Wall insulation is expensive and the savings are small.
As experts from the National Association of Realtors point out, models suggest that if you live in an average 2200 square foot home and you insulate your walls, you can expect savings on your heating and cooling bills of between $130 and $300 per year.
Not bad, but the cost of the work is likely between $3,000 and $4,000: so the time it will take for you to earn back your investment is between 10 and 30 years.
So what to do instead? Invest first in attic air sealing and insulation, basement insulation, weather stripping doors and windows, chimney pillows and a high efficiency or a renewable heating and cooling system before you think about wall insulation.
Did we mention that wall insulation is messy?
Assuming your walls are not completely open to the studs, as in new construction or a major renovation project, it is hard to get the insulation into your walls. Generally, it means drilling holes every 12 to 24 inches in either the outside or inside walls and pumping the insulation in and then patching the holes – and if the holes were drilled from the inside, you then typically need to repaint the wall surfaces so that the hole patches do not stand out.
It’s not simple to completely fill the gap in your walls with insulation, either. Obstacles such as pipes and bracing can block off the flow of insulation and create voids. Voids are bad news not just because you are not getting any insulation benefit, but also because you will have “cold spots” on your interior walls, which may attract condensation.
The only way to ensure that there are no gaps in your wall insulation is to use a thermal camera to see through the walls. And if there are gaps in the wall, then you need to drill another hole and pump that gap full of insulation. Combined, this can become time consuming and expensive.
Condensation, Damp and Mold
The final issue to consider is the risk that your wall insulation could get damp and become a wet mass at the bottom of your wall cavity. Not good for many of reasons! Wet insulation no longer insulates; it can cause problems with paint finishes and be a breeding ground for mold and insects.

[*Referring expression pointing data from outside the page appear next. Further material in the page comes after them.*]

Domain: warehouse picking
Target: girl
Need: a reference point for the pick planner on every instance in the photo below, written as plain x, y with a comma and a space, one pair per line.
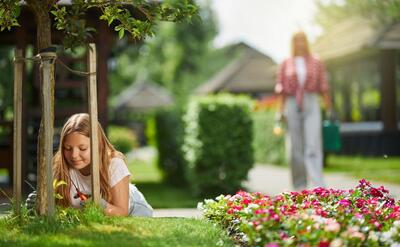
301, 79
72, 164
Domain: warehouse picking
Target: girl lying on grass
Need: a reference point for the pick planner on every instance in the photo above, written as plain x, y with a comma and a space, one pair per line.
72, 164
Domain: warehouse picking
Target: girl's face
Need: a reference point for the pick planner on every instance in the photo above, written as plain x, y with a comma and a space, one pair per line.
76, 150
300, 44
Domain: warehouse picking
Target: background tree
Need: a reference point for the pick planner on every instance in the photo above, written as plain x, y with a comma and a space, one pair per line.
174, 58
70, 20
381, 11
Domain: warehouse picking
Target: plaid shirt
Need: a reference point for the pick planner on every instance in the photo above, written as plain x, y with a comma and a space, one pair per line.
316, 79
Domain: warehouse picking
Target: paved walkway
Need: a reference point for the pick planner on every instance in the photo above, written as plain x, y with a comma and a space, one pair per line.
273, 180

So, many advocates for historic houses are hostile to wall insulation. Be particularly careful if you have a brick wall with exposure to wind-driven rain. The rain will find its way through the brick!
How much does wall insulation cost?
Expect to pay between $3,000 and $4,000 for an average 2,200 square foot home. In some areas of the country there are generous rebates to assist homeowners with insulation.
Make sure you get a reputable, local insulation expert to insulate your walls.
Local is preferred because knowledge of your local housing construction styles and materials is an advantage in getting the job done right – and your local expert’s business depends on building word of mouth amongst friends and neighbors: if there are any issues, you can have a reasonable expectation that you will get satisfaction.
Check how your installer plans to validate that there are no voids in the walls: they should offer an infrared inspection at no charge and encourage you to look over their shoulder.
And if your project involves drilling holes into your interior walls in order to pump in insulation, make sure the quotation includes re-plastering and refinishing to the original specs!